Deuxième trait des sociétés post-industrielles : les sociétés post-industrielles sont caractérisées par la progression d’un certain type de services : les services à caractère collectif, liés au bien-être et au développement social. Bell fait de nouveau appel à la « loi d’Engel ». Il explique qu’il est possible de distinguer quatre phases successives dans l’évolution de la demande des services. La première phase correspond aux services liés au développement industriel, souvent des grands réseaux d’infrastructure (transport ferroviaire, réseau électrique, eau courante). La deuxième phase correspond aux services liés à l’accès à la consommation de masse (banques, assurances, distribution). La troisième phase correspond aux services personnels (loisirs, voyages, sports). Finalement, la dernière phase correspond aux services à caractère collectif, axés sur le bien- être et le développement social (éducation, santé, environnement). Ainsi, dans la société industrielle, les services concernent avant tout la production et les besoins immédiats et dans la société post-industrielle, les services concernent avant tout l’homme, la qualité de vie et le bien- être collectif. Bell affirme : « Ce qui caractérise le travail dans la société post-industrielle, c’est que

les hommes y ont affaire à des hommes plutôt qu’à des machines : c’est là le fait déterminant. » (cité dans Delaunay et Gadrey 1987, 119).
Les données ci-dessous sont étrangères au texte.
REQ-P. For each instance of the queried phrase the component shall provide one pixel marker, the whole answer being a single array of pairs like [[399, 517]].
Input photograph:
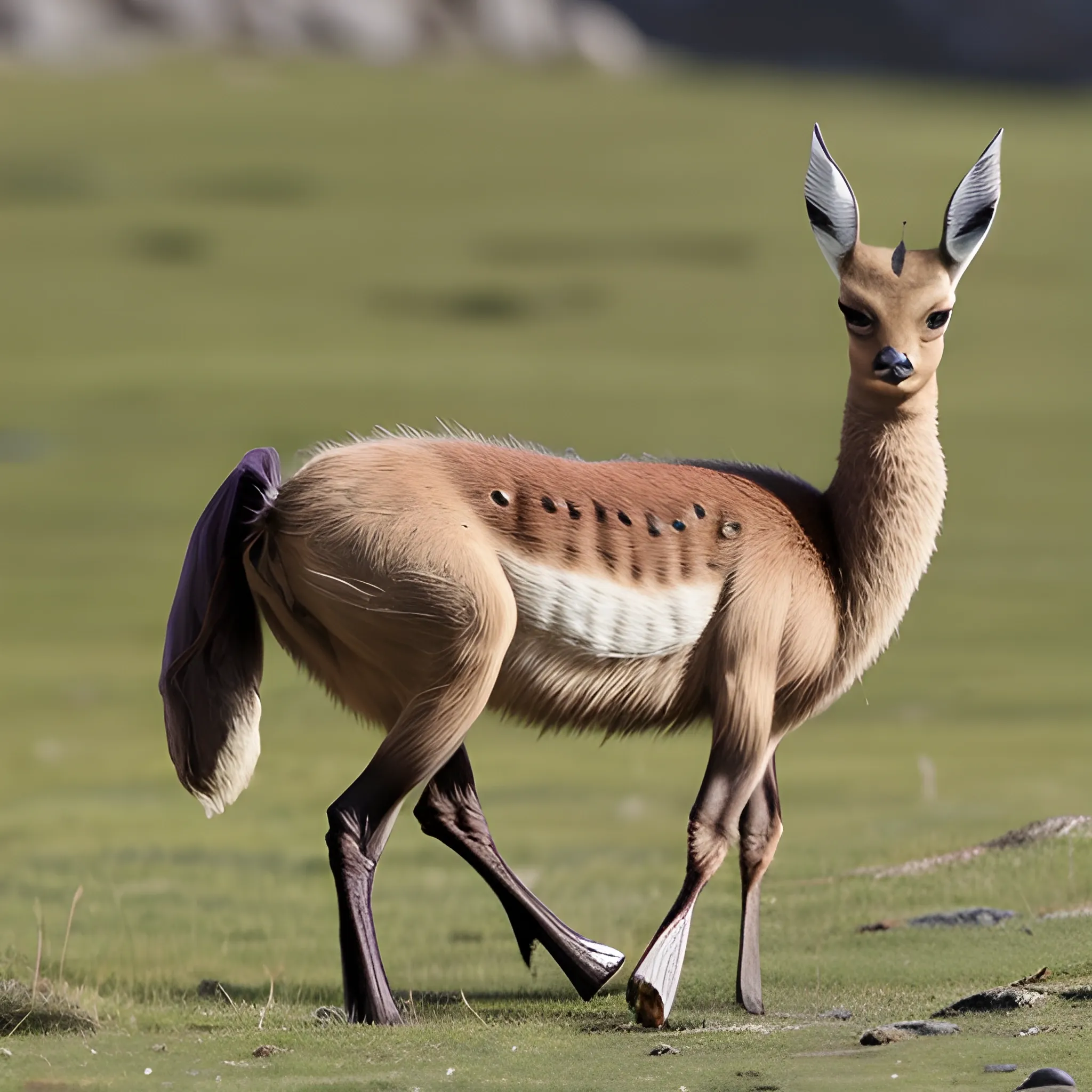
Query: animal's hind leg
[[759, 833], [423, 740], [449, 809]]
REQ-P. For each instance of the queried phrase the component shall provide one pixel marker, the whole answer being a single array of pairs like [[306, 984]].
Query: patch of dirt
[[1042, 830], [976, 916], [906, 1029], [27, 1011], [998, 999]]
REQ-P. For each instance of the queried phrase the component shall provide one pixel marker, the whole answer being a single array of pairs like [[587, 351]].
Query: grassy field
[[199, 258]]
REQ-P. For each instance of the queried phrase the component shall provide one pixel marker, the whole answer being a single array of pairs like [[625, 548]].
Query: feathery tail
[[212, 659]]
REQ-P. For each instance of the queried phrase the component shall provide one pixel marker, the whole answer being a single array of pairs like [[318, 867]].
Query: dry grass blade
[[68, 930], [269, 1002], [220, 986], [37, 962], [39, 1010], [468, 1004]]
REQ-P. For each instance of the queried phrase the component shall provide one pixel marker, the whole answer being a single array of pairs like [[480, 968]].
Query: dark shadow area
[[172, 245], [257, 186], [488, 305], [22, 446], [29, 181], [716, 249]]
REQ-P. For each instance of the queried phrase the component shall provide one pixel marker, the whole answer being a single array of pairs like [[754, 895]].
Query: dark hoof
[[383, 1015], [646, 1002], [596, 974]]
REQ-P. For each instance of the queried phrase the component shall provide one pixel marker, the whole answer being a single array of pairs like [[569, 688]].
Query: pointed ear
[[832, 208], [972, 209]]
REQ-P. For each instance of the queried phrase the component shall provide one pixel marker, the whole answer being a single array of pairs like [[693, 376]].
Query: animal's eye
[[854, 318]]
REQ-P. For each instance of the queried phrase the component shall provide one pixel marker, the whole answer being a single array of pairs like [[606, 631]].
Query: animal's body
[[422, 579]]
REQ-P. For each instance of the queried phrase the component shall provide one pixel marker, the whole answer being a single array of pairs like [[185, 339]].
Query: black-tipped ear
[[832, 208], [972, 209]]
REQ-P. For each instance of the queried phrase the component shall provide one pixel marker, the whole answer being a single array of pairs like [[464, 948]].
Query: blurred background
[[235, 223]]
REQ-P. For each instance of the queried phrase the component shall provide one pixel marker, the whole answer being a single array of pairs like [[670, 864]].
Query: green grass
[[199, 258]]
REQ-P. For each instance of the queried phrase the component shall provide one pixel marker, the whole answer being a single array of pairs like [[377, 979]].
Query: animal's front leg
[[730, 781], [743, 714], [368, 997], [449, 809], [759, 833]]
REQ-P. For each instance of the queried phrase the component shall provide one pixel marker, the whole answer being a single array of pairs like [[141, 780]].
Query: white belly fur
[[606, 619]]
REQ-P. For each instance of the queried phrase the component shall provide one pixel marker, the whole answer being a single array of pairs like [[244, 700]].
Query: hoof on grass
[[645, 1000]]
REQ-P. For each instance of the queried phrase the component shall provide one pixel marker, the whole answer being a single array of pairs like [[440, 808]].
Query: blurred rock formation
[[376, 32]]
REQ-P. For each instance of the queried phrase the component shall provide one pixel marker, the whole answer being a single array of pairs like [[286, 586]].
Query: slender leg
[[423, 740], [743, 713], [730, 781], [759, 833], [449, 810]]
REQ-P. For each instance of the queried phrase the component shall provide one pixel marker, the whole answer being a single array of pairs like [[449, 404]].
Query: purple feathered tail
[[212, 659]]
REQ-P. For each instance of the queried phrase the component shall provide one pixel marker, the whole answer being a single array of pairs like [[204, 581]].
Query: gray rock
[[976, 916], [605, 38], [998, 999], [905, 1029], [1049, 1078]]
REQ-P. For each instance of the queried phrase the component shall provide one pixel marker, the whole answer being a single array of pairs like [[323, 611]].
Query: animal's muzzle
[[893, 366]]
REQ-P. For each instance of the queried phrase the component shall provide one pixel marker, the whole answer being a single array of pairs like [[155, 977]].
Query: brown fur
[[383, 568]]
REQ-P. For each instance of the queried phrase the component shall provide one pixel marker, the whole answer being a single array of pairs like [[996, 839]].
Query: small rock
[[998, 999], [977, 916], [1049, 1078], [905, 1029]]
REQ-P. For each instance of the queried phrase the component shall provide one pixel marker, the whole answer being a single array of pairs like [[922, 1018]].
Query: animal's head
[[897, 303]]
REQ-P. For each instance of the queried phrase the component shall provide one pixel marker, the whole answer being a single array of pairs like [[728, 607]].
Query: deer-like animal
[[422, 579]]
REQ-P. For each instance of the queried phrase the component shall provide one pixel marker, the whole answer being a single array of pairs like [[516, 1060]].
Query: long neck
[[886, 502]]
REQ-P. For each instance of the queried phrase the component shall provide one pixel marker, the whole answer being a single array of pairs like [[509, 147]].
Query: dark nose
[[893, 366]]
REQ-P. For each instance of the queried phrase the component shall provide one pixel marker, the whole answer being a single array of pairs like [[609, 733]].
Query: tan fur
[[402, 573]]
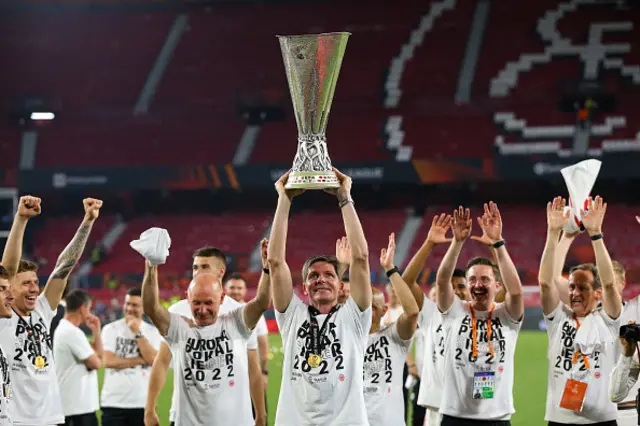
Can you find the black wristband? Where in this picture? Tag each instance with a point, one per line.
(597, 237)
(392, 271)
(498, 244)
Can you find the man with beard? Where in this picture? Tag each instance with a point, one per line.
(77, 362)
(36, 395)
(205, 260)
(429, 339)
(480, 335)
(211, 371)
(130, 346)
(582, 336)
(387, 348)
(324, 343)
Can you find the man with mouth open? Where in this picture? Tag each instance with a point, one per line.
(324, 344)
(582, 335)
(480, 335)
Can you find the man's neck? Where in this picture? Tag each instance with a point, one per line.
(74, 318)
(324, 308)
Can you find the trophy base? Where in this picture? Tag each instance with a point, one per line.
(312, 180)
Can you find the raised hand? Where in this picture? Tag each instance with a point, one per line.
(386, 255)
(264, 245)
(29, 206)
(439, 228)
(492, 222)
(343, 251)
(91, 208)
(557, 215)
(283, 191)
(462, 224)
(592, 218)
(344, 191)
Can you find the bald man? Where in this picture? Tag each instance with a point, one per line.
(210, 370)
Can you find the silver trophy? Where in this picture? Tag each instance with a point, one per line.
(312, 63)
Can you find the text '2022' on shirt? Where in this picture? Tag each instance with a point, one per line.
(467, 377)
(561, 330)
(212, 382)
(330, 394)
(36, 394)
(384, 360)
(126, 387)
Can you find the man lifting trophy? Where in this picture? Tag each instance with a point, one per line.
(312, 63)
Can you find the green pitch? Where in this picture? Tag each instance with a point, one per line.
(529, 389)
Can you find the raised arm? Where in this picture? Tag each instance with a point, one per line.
(556, 219)
(437, 235)
(611, 291)
(561, 283)
(157, 313)
(254, 310)
(70, 256)
(492, 223)
(461, 227)
(408, 320)
(278, 269)
(359, 273)
(28, 207)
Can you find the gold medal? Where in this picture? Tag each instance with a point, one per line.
(314, 361)
(39, 362)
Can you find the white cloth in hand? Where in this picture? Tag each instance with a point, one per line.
(153, 245)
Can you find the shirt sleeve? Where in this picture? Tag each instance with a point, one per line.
(79, 345)
(44, 309)
(109, 338)
(178, 329)
(285, 319)
(361, 319)
(624, 376)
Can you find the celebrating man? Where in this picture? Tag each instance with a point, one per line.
(387, 348)
(480, 335)
(36, 395)
(210, 365)
(324, 343)
(582, 336)
(130, 346)
(205, 260)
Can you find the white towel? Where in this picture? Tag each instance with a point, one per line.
(579, 179)
(593, 334)
(153, 245)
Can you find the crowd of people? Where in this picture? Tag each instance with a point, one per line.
(346, 352)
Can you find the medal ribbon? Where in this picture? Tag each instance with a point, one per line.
(317, 333)
(31, 334)
(474, 330)
(577, 352)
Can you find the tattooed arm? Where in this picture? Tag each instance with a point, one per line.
(70, 256)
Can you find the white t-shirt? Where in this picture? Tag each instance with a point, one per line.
(383, 364)
(431, 374)
(331, 394)
(211, 375)
(183, 308)
(127, 387)
(460, 368)
(36, 394)
(597, 407)
(79, 385)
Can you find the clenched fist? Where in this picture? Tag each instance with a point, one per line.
(28, 206)
(91, 208)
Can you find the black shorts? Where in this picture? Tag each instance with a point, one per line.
(122, 416)
(457, 421)
(88, 419)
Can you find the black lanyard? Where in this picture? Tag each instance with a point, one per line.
(31, 333)
(317, 333)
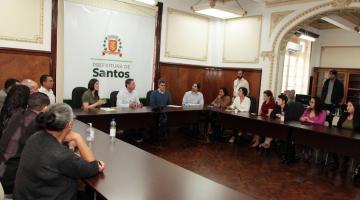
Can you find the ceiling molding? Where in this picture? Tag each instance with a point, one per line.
(276, 3)
(276, 17)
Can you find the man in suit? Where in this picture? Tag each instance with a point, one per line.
(332, 92)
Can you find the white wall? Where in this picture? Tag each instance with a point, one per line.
(17, 25)
(216, 32)
(335, 38)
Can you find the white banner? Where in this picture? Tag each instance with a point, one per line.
(108, 45)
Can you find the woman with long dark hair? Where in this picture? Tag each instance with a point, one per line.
(48, 169)
(315, 114)
(351, 118)
(266, 108)
(223, 99)
(90, 98)
(15, 100)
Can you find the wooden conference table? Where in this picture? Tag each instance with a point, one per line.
(133, 174)
(341, 141)
(144, 117)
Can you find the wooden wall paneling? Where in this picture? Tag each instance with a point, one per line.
(21, 64)
(180, 78)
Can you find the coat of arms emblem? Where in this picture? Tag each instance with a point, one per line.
(112, 45)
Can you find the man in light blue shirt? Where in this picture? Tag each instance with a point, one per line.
(128, 98)
(193, 97)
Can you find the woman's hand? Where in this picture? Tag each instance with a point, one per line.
(101, 166)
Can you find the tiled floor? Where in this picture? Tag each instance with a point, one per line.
(256, 173)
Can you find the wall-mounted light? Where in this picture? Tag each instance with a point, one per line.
(219, 9)
(357, 29)
(306, 35)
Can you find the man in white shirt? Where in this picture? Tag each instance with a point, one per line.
(128, 98)
(193, 97)
(32, 85)
(47, 83)
(240, 81)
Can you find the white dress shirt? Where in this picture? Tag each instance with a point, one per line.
(49, 93)
(124, 98)
(240, 83)
(193, 98)
(243, 106)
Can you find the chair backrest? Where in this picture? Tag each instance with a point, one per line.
(76, 96)
(253, 105)
(113, 98)
(1, 192)
(294, 111)
(148, 94)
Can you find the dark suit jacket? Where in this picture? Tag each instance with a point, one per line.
(337, 94)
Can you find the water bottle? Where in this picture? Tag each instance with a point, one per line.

Troisième trait des sociétés post-industrielles : les sociétés post-industrielles sont caractérisées par la primauté du savoir théorique et la primauté de l’information. En effet, les sociétés post-industrielles sont dominées par les services, ce qui implique que les transactions ne sont plus médiatisées par des objets matériels extérieurs. Les services se rapportent plutôt à des relations directes entre individus. Les activités de services consistent avant tout à la production et à l’échange d’informations et de savoirs. Le facteur « travail » et l’aspect relationnel priment, contrairement à l’industrie, où les possibilités de substitution entre le travail et le capital (machinerie) sont plus importantes. Les services sont plutôt caractérisés par une faible intensité en capital, ce qui explique le faible potentiel de gains de productivité. Dans la société post-industrielle, l’accumulation et la diffusion du savoir devient un enjeu stratégique. Le problème central est l’organisation de l’infrastructure scientifique et le développement du réseau universitaire. Bell explique que l’activité

…s’y déroule entre les personnes. Ce qui compte, ce n’est ni le muscle, ni l’énergie, mais l’information. L’homme clef est le professionnel, le spécialiste qui, grâce à son instruction et sa formation, possède les compétences auxquelles la nouvelle société fait de plus en plus appel. Si la société industrielle se définit par un niveau de vie déterminé par un certaine quantité de biens matériels, la société post-industrielle se reconnaît à la qualité de la vie qu’y assurent les commodités et les satisfactions (santé, enseignement, loisirs, activités culturelles) qu’il paraît aujourd’hui souhaitable et possible d’offrir à chacun. (cité dans Delauney et Gadrey 1987, 116)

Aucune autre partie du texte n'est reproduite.